Theodor W. Adorno (1903–1969) was a member of what has become known as the first generation of Critical Theory. As was the case with his colleagues at the Frankfurt School For Social Research (Horkheimer, Marcuse, et al - the other first generation Critical Theorists), Adorno’s work was interdisciplinary and considerably Marxist. His task, as he saw it, was the employment of philosophy, sociology and other tools in order to understand present and past evils, thereby helping to prepare the possibility – he thought one could do little more than that – of a better future. Philosophically he owes most to Kant, Hegel, Marx and Nietzsche - thinkers upon whom he drew in creating a distinctive approach to metaphysics, epistemology, ethics, aesthetics, and political philosophy.

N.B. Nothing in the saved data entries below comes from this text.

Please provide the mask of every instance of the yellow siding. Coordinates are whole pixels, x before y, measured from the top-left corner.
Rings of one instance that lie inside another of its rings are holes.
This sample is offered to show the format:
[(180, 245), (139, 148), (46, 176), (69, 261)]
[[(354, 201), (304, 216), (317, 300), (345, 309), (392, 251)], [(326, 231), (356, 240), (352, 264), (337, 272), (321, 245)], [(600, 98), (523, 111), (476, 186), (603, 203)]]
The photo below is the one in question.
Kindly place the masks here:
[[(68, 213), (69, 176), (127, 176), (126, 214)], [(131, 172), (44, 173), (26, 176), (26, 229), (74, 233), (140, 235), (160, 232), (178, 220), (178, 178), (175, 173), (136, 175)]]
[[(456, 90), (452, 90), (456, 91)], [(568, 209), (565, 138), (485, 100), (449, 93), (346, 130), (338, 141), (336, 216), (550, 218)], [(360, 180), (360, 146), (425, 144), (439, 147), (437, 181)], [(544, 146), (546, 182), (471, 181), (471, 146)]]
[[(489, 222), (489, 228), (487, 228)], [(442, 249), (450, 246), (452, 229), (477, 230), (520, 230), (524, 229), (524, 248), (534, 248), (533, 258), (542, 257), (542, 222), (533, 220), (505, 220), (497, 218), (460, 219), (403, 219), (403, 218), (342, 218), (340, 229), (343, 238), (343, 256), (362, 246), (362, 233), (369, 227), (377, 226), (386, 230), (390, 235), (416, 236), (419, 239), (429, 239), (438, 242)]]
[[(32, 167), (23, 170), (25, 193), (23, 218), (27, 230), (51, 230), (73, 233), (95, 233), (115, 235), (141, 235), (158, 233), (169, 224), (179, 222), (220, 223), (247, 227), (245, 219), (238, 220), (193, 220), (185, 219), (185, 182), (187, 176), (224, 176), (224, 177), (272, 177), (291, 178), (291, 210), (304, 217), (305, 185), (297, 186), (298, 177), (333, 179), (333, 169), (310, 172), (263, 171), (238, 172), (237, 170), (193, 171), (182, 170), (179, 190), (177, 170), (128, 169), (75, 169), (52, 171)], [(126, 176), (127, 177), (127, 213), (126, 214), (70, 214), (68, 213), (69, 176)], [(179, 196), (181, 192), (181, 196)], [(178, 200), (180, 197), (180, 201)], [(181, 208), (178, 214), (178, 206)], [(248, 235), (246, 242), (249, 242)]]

Other important influences are Freud and Walter Benjamin.
Adorno’s magnum opus, Negative Dialectics (first published 1966), is as much a critique of metaphysics, epistemology and of systematic philosophy in general as it is a contribution to those endeavours. Somewhat similar – and working via an account of Husserl’s phenomenology – is the earlier Metacritique of Epistemology (first published in 1956). The posthumously published Aesthetic Theory is also very important; given the centrality of aesthetics to Adorno’s philosophy, it is not ‘just’ a work on aesthetics. There are other important works. Dialectic of Enlightenment (co-written with Max Horkheimer; first published in 1947) presents a case that the Enlightenment has disastrously misfired. Minima Moralia (1951) is a careful and quintessentially Adornian aphoristic text, covering many subjects but especially social, political and ethical ones. Hegel: Three Studies (1963) is something of a preparation for Negative Dialectics. Among the recently translated lecture courses, Problems of Moral Philosophy is perhaps the most revealing.
Theodor Adorno: Key Concepts, edited by D. Cook, might be the most accessible introduction to this difficult thinker. Other introductions include works by B. O’Connor, G. Rose, S. Jarvis, and chapters 5 and 7 of D. Held. Adorno’s lectures (such as the aforementioned Problems of Moral Philosophy) are also useful as introductions.